Another cute FTL trick to explain away the "why aren't the skies crawling with advanced spaceships" question is the "everyone gets it at the same time" hypothesis. This may or may not be scientifically plausible (I bet you could crowbar it into semi-plausbility if you were really determined) but it fits very nicely into the SE4 universe. It goes something like this:

Literal FTL is impossible. Warp drives, gravity drives, hyperspace- it's all bunk. The only possiblity for FTL travel is a wormhole, but they require insane quantities of energy to create artificially, and few- if any- civilisations are lucky enough to get one within range of their home system.

Therefore, all the sentient species in the galaxy/ universe develop in isolation. Some are still swinging around in what pass for trees on their planets bashing one-another with rocks; others have fully exploited their homesystems, cruising along at the stagnant peak of their civilisations and are just now thinking about sending STL probes or colonisers to nearby systems; others are just at the chemical-rocket-powered dawn of their interplanetary era, blah blah blah.

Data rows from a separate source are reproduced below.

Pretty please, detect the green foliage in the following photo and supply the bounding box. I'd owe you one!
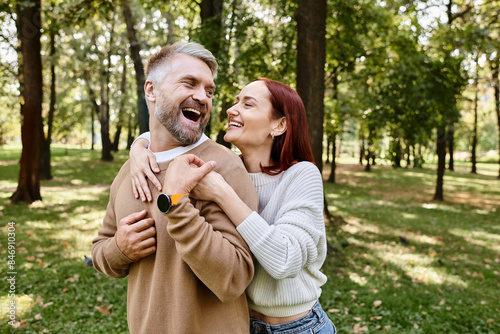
[0,0,498,170]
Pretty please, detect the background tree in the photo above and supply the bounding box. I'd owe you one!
[10,0,43,203]
[296,0,327,172]
[122,0,148,134]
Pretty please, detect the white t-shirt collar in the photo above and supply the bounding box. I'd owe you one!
[152,134,209,163]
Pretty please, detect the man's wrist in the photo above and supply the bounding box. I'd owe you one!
[157,193,185,213]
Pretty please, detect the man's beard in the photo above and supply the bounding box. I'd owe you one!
[154,95,208,146]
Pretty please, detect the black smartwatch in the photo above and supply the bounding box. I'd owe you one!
[157,193,184,213]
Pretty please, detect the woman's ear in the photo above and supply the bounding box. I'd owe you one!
[273,117,287,136]
[144,80,156,103]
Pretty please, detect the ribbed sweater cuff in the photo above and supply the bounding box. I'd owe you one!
[236,211,267,245]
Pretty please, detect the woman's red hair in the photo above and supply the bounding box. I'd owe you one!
[254,78,315,175]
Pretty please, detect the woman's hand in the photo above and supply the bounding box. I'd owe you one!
[130,138,162,202]
[163,154,217,195]
[190,171,228,204]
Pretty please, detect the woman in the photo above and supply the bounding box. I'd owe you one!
[130,78,336,334]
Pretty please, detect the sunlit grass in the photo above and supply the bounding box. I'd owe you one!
[0,147,129,333]
[322,158,500,333]
[0,148,499,333]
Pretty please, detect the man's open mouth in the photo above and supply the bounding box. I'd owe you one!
[182,108,202,122]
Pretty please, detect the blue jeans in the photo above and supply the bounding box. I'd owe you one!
[249,301,336,334]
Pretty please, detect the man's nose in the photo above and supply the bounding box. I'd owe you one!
[192,86,209,104]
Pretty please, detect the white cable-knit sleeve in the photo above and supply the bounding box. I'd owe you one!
[236,163,326,280]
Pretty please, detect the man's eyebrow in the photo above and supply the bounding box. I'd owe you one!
[181,74,215,90]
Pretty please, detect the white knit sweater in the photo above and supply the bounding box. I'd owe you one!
[237,161,328,317]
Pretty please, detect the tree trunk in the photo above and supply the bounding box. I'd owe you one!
[433,126,446,201]
[164,10,176,44]
[364,129,373,172]
[296,0,326,173]
[216,99,232,148]
[123,0,148,134]
[198,0,226,143]
[83,69,112,161]
[200,0,223,56]
[359,132,365,165]
[447,123,455,171]
[11,0,43,204]
[328,133,336,183]
[325,138,331,164]
[99,71,113,161]
[491,57,500,179]
[127,113,134,150]
[112,55,128,151]
[41,25,57,180]
[91,106,95,150]
[471,72,479,174]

Suddenly, one day, it all changes. Some mysterious event occurs. Perhaps an unbelievably ancient and advanced species on the other side of the galaxy has harnessed some unimaginably powerful energy source and started tinkering with artificial wormhole creation; perhaps some not-quite-so-advanced race found a natural wormhole and started screwing around with it; perhaps it was some as-yet unhypothesised natural cosmic phenomneomeneon that suddenly decided to take place all on its own. Maybe God, having collected enough insects, decides to stick them all in the same jar and see who gets eaten first. Who knows? All we know is that somewhere, a single event kick starts a galaxy-wide chain reaction. A network of wormholes (*cough*warp points*cough*) begins to spread across the galaxy. Wormholes are springing spontaneously into being, stretching out from gravity well (star system) to gravity well. Each system that is touched by this network spawns one or two or three more wormholes, creating an exponential expansion from the unknown point of origin. The whole thing happens quickly. One day, humanity is all on its own, minding its own business, busily mining the asteroid belt and bombing one another over who gets to stick a flag in Europa. Overnight, a big, blue, wierd, great wobbly thing appears in space just outside Pluto's orbit, and then a few days later more appear. Suddenly, the human race is just a few jumps away from other star systems and other races who, despite being at hugely varied levels of technological development, all find themselves at the dawn of FTL travel at almost precisely the same moment in the galaxy's history.

It's at about this point you either start up se4 and click "new game", or start writing.

And if you use that, I want a free copy of your book.